Almost half of all live births in the United States are unintended. A pregnancy that is unintended may contribute to a delay in onset or absence of prenatal care, which could potentially put mom and/or baby at risk for unfavorable health outcomes, including low birthweight, shorter time breastfeeding, mental health issues, and abuse. Most unintended pregnancies occur because a person is either not using birth control or not using it correctly. Goals for Healthy People 2030 include increasing the proportion of women and girls who use effective birth control.

The American College of Obstetricians and Gynecologists (ACOG) Committee on Adolescent Health Care reports that adolescents who choose LARC are more satisfied and more likely to continue use. ACOG recognizes immediate postpartum LARC insertion as a best practice and acknowledges its benefits in avoiding unintended pregnancy and short interpregnancy intervals (less than 18 months).

As reported by the American Academy of Pediatrics, the safety and efficacy of LARC for the adolescent population are well established. LARC is not only the most effective contraception for preventing pregnancy, but it can also help to decrease heavy bleeding and painful cramping associated with menstrual periods. Lowering unintended pregnancy rates requires a multi-faceted approach. Pediatricians, OB/GYNs, family practice physicians, and health care providers can play a significant role in increasing the use of LARC by discussing sexual health at select well visits and providing contraception counseling.

Effective January 1, 2023, the Division of Medical Services director revised the Medicaid State Plan to update the rate methodology for long-acting reversible contraceptives. Claims with a date of service on and after January 1, 2023, will be based on Wholesale Acquisition Cost plus 6%.
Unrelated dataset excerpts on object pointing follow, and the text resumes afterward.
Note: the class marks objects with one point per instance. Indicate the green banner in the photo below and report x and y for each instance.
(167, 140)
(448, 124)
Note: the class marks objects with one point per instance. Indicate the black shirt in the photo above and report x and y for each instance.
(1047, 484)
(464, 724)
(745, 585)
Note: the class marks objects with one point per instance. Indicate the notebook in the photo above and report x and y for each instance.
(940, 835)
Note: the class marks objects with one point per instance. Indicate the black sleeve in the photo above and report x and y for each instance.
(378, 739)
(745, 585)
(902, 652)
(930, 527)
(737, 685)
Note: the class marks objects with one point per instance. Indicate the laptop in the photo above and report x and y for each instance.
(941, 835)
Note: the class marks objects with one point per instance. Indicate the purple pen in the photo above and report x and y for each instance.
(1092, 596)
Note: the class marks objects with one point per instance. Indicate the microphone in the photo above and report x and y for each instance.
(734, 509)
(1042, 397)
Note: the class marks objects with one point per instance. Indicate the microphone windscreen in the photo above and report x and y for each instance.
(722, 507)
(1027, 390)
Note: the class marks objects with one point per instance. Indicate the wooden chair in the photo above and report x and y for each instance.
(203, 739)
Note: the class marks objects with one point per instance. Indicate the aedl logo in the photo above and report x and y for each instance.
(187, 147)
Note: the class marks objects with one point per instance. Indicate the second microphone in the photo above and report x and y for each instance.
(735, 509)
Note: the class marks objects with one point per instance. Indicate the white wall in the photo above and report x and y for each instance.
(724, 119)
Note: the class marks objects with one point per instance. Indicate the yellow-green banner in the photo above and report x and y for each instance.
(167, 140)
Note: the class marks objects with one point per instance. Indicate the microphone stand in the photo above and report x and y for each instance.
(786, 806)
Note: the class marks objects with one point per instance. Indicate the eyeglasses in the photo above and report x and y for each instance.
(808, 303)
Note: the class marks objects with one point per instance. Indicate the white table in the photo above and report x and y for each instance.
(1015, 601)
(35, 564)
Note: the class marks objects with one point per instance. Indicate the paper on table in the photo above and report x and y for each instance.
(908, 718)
Health care providers interested in training programs for LARC insertion may contact This email address is being protected from spambots. You need JavaScript enabled to view it..

References

America's Health Rankings Health of Women and Children (2022). Unintended Pregnancy. https://www.americashealthrankings.org/explore/health-of-women-and-children/measure/unintended_pregnancy/state/U.S.

Healthy People 2030. https://health.gov/healthypeople/objectives-and-data/browse-objectives.

The American Academy of Pediatrics (AAP). (2020). Long-acting reversible contraception: specific issues for adolescents. Volume 146(2). https://publications.aap.org/pediatrics/article/146/2/e2020007252/36888/Long-Acting-Reversible-Contraception-Specific?autologincheck=redirected.

The American College of Obstetrics and Gynecologists (ACOG). (2018). Adolescents and long-acting reversible contraception: implants and intrauterine devices. ACOG Committee Opinion No. 735. https://www.acog.org/-/media/project/acog/acogorg/clinical/files/committee-opinion/articles/2018/05/adolescents-and-long-acting-reversible-contraception-implants-and-intrauterine-devices.pdf.

The American College of Obstetrics and Gynecologists (ACOG). (2016. Reaffirmed 2020). Immediate postpartum long-acting reversible contraception. Committee Opinion No. 670. https://www.acog.org/clinical/clinical-guidance/committee-opinion/articles/2016/08/immediate-postpartum-long-acting-reversible-contraception.

The American College of Obstetrics and Gynecologists (ACOG). (2017. Reaffirmed 2021). Long-acting reversible contraception: implants and intrauterine devices. Practice Bulletin No. 186. https://www.acog.org/clinical/clinical-guidance/practice-bulletin/articles/2017/11/long-acting-reversible-contraception-implants-and-intrauterine-devices.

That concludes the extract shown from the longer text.